CITARE LA TRADIZIONE
Per togliersi d’impaccio, il coreografo di base a Reggio Emilia ha scelto di citare la tradizione: se è vero che ciò significa inserire un elemento del passato in un proprio discorso, modificandolo, paiono del tutto organici i molti riferimenti, più o meno espliciti, ad alcune delle ricerche nate negli anni che hanno visto il debutto della composizione di Maurice Ravel.

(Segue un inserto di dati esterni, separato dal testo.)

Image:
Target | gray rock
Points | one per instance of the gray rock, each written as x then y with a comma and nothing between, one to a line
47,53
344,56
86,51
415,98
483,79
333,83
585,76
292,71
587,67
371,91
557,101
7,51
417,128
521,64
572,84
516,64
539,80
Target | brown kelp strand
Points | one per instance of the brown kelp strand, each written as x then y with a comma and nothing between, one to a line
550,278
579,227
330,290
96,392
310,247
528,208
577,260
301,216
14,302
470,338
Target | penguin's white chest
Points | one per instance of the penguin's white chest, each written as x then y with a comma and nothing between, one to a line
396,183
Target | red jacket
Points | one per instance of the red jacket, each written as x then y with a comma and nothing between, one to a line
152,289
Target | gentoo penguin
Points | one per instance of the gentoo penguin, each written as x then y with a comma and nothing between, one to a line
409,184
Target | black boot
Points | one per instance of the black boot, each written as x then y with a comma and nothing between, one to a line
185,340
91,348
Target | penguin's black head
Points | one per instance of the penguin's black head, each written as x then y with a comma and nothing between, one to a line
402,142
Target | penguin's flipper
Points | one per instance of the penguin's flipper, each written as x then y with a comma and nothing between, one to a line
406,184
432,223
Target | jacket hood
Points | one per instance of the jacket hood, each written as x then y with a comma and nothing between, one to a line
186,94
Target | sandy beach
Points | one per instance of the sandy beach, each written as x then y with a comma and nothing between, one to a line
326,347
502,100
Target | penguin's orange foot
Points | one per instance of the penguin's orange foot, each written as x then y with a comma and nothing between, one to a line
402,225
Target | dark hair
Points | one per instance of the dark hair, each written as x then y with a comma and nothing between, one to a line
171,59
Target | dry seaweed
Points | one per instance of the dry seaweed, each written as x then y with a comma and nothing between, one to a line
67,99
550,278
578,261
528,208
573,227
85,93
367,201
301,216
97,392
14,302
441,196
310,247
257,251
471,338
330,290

Bolero, come è noto, ha fin dal proprio concepimento un legame indissolubile con la danza: a Ravel, in crisi con il mondo coreutico dopo aver rotto con il fondatore e direttore artistico dei Ballets russes Sergej Djagilev, questa composizione fu commissionata dalla danzatrice e mecenate russa Ida Rubinštejn, interprete nel 1928 del primo allestimento.
SCENOGRAFIA VIVA
Lo spettacolo di Michele Merola riprende e rilancia alcuni degli stimoli di quel fecondo momento storico, impostando l’architettura coreografica in costitutiva relazione con un elemento scenografico mobile, vivo: una sorta di cartone ondulato alto circa due metri e mezzo e lungo forse una quindicina di metri. Si tratta di un flessuoso pannello che interagisce incessantemente con i sette energici danzatori in scena: li inghiotte, li espelle, li cela, li esalta, secondo una logica, propriamente avanguardistica, del rendere lo spazio scenico elemento “drammaturgicamente attivo”. Essa trova una delle proprie origini nel dispositivo approntato dallo scenografo svizzero Adolphe Appia per le ricerche pedagogiche e artistiche portate avanti da Émile Jaques-Dalcroze nella città-giardino di Hellerau: un luogo astratto il cui scopo non è quello di visualizzare possibili scenari drammatici, ma di esaltare l’azione del corpo in movimento. Volendo sintetizzare con uno slogan: lavorare per creare non “lo spazio della danza”, ma piuttosto “la danza dello spazio”.
STARE NEL PRESENTE GUARDANDO AL PASSATO
Anche altri tentativi di rendere lo spazio entità attiva paiono essere stati intelligentemente assunti da Michele Merola: su tutti vale ricordare almeno gli screens di Edward Gordon Craig, alla ricerca di una scena che non si limitasse a ospitare il movimento ma che diventasse essa stessa soggetto cinetico, e il celebre dispositivo creato per l’allestimento di Le Cocu magnifique, curato da Mejerchol’d nel 1922.
Si potrebbe a lungo continuare, ma il punto pare già sufficientemente chiaro: in un panorama coreutico spesso suddiviso tra miopi conservatori e innovatori smemorati, il maggior merito di Merola pare essere quello di porsi nel presente con lungimirante attenzione verso il passato.
Infine. È di grande interesse il puntuale tracciato sonoro di Stefano Corrias, la cui composizione musicale si intreccia con quella di Ravel in tre momenti apicali della coreografia, a tessere un dialogo sorprendentemente efficace: inaudito e al contempo profondamente in ascolto del maestro. Chapeau.